[QUOTE=hskwarrior;800488]http://www.youtube.com/watch?v=MCJdtrdgjCE[/QUOTE]
thanks for the link. I read about a tong war around 1900…the white reporter sat on a balcony drinking tea while one gang lined up on one side, and the other manned up on the other side of the intersection…when the light went green they battled…or something like that, straight out of “Big trouble in little China”![]()
yeah thats some crazy sheet
but i really loved the old pics of chinatown, but the history is incredible.
those pics date back to around the 1800’s did you see the guy with the butterfly knives? i wonder who he was.
frank
Frank, I’ve put the picture of the swordsman on the attachment.
That is one crazy looking dude.
That is one crazy looking dude.
he still takes a good photo.
Oh yeah it is a good picture but those eyes. :eek:
I could be wrong, but that building in the background looks similar to the ones in Marysville, which the suey sing have a branch. I wonder…
it definately says gung fu people were in america prior to Lau Bun, but i want to know who that guy is…and thats around 1875…Jeong Hung Sing was still alive then.
mano mano, where’d you find that pic?
thanks for posting it.
I found it by accident a few months ago on the Online Archive of California.
I was originally looking information on early American & Filipino boxers.
What I find interesting about the Butterfly knives is they seem to be designed more for stabbing than slashing. Another interesting thing in the photo is behind him on the ground is a staff & under the staff is what I had originally thought was a tiger fork however there seems to be only one outside prong & some sort of prong or blade under the staff, so what ever the other weapon is a mystery to me.
According to the information on another link it was taken at 678 Mission Street, San Francisco, CA
mission street? isnt that Franks hood?
Im a bit suspicious about that photo. The lighting and picture quality seems a little to good for somehting taken in the late 1800’s or early 1900’s
yeah, thats my hood, and i guess gangster sheets been going on in the mission since 1875!!! hahahaha
no, i think the historical society is on mission street
lol
Frank any idea on how the Chinese population in San Francisco was made up at that time, were they mostly Southern or Northern Chinese.

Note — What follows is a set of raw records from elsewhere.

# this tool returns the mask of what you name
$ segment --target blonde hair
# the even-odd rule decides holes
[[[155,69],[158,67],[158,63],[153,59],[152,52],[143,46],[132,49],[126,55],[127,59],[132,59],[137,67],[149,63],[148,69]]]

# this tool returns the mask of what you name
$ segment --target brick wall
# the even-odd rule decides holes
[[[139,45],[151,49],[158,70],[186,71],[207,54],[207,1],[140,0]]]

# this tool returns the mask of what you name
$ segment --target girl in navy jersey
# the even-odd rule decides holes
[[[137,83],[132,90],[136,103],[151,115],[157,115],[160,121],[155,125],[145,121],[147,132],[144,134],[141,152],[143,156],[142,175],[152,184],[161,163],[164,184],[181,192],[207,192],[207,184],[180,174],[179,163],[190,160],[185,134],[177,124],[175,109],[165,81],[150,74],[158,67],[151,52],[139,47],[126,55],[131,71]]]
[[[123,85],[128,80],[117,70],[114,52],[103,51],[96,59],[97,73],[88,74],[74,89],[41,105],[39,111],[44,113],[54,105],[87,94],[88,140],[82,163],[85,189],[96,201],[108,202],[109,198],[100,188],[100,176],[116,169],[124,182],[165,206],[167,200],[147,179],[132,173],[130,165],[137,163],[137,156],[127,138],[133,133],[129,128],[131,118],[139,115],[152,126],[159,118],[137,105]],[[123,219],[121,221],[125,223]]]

since mandarin isn’t really used that much in sf, i feel but don’t know for sure that most came from southern china.
but don’t quote me on that
I had a feeling the guy in the photo was southern Chinese when I originally saw the butterfly knives.
It would be nice to think he was CLF however for that time frame he could be of any Southern system CLF, Hung Gar, White Crane or even some unknown family/clan fighting system.
very true very true.
its nice to wonder…but i wish someone could say, hey, thats my uncle…and he did do the ? style of gung fu.
but, yeah, i think southern too.
Yeah definately southern, northern styles don’t use butterfly knives unless it was something added later during more modern times.
overwhelming majority early chinese immigrants to US were from southern China. That’s where they got most of the “coolie” (which is a english transliteration of the Chinese term for bitter labor or people who do hard work) for the railroad construction.
In Iris Chang’s book on early Chinese immigration into the states, she mentioned (If my memory serves) over 60% to 80% of the early immigrants were from Toishan of Guangdong, China. This was pre-wwII immigration. I think that’s where I got that bit of info.